Derivatives in Your Portfolio

Last week, the Wall Street Journal (WSJ) ran a gripping article about a mutual fund that blew up due to problems with derivatives in the fund’s portfolio.

You can read the whole article by clicking here, but let me start by sparing you of wondering whether you have it: not with us; our portfolio management software doesn’t even recognize the ticker.

The thrust of the story is that the fund, the Infinity Q Diversified Alpha fund, stopped investors from redeeming their holdings in the fund, which is highly unusual for a mutual fund. They stopped redemptions because their investments were illiquid and, as investors learned later, incorrectly priced, sometimes by the Chief Investment Officer.

Clearly, there were a lot of problems with the fund, most notably with their compliance program that had insufficient checks and balances.

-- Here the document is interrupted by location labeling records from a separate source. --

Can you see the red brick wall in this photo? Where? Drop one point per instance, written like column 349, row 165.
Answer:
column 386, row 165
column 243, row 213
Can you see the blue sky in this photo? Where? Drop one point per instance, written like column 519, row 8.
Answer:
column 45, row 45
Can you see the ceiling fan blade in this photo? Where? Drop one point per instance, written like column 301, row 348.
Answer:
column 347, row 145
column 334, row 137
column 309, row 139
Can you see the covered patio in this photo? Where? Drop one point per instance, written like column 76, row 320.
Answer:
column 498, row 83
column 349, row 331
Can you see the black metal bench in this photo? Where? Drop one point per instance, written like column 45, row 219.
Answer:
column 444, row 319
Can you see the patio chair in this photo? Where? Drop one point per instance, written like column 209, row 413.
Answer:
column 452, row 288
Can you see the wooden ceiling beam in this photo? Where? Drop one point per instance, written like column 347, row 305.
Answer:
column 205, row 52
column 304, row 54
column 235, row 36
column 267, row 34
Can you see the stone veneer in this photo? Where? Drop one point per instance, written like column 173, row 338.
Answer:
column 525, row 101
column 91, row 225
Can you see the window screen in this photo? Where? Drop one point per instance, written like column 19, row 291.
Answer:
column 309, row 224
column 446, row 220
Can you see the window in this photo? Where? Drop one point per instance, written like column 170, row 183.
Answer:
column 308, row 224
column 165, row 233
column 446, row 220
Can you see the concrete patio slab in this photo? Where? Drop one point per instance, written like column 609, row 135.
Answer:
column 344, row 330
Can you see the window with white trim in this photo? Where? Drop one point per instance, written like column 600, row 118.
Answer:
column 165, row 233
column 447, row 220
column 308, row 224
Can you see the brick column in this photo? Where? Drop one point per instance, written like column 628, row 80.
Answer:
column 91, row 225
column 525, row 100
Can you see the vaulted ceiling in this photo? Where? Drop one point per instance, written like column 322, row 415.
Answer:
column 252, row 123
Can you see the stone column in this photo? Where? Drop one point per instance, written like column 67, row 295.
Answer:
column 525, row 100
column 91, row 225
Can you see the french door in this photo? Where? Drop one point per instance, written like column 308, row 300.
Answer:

The fund also got into trouble with derivatives, which is a very broad term that is often thrown around loosely.

I am periodically asked whether we use derivatives, and the answer is no, we don’t. However, some of the funds that we use have derivatives, but not like those used by Infinity Q.

I don’t know exactly how Infinity Q was using derivatives, or what kind they were using, but you can be sure that we understand the derivatives in the funds that we use and how they are used.

One of our largest holdings is the Vanguard 500 exchange-traded fund, which has the ticker VOO. Their most recent filing, as of December 31, 2020, shows that the fund holds common stock worth $634,500,574, which is 99.6 percent of the fund.

The remaining 0.4 percent of the fund is held in cash and is needed for liquidity. Vanguard doesn’t want the cash balance, which is a permanent necessity, to be a permanent drag on the fund, so they use a tiny amount of the fund (0.03 percent) to buy futures contracts tied to the S&P 500, which the fund tracks.

The exposure that they get from the futures contract, a derivative, allows the fund to get exposure to the S&P 500 equal to what they have to keep in cash. This transaction allows the fund to more closely track the index that the fund follows.

The Vanguard 500 fund’s prospectus includes the word ‘derivative’ nine times, and they say that the ‘fund may invest in derivatives (such as futures and swap contracts) for various reasons, including, but not limited to, attempting to remain fully invested and tracking its target as closely as possible.’

We know from looking at the prospectus of the Vanguard 500 ETF that they have minimal exposure to derivatives and that the derivatives they use are liquid and priced by the market (not by themselves, like at Alpha Q).

There are other exposures to derivatives in your portfolio, but they mostly mimic what the Vanguard 500 fund is doing. Bond funds are more complicated because a whole class of bonds are considered derivatives.

We have a very large position in Vanguard’s Total Bond Market ETF (ticker symbol: BND), and the derivatives are listed 67 times in the Statement of Additional Information (a document that accompanies the prospectus).

We’re not bothered by the derivatives exposure here either, because we understand what they are, how they are used, and just as important, how they are not used.

So, when people ask me whether we have derivatives exposure, I say ‘yes, but not really.’ Once I explain how they are used in the funds that we own on your behalf, people realize that it’s nothing like what happened at Infinity Q.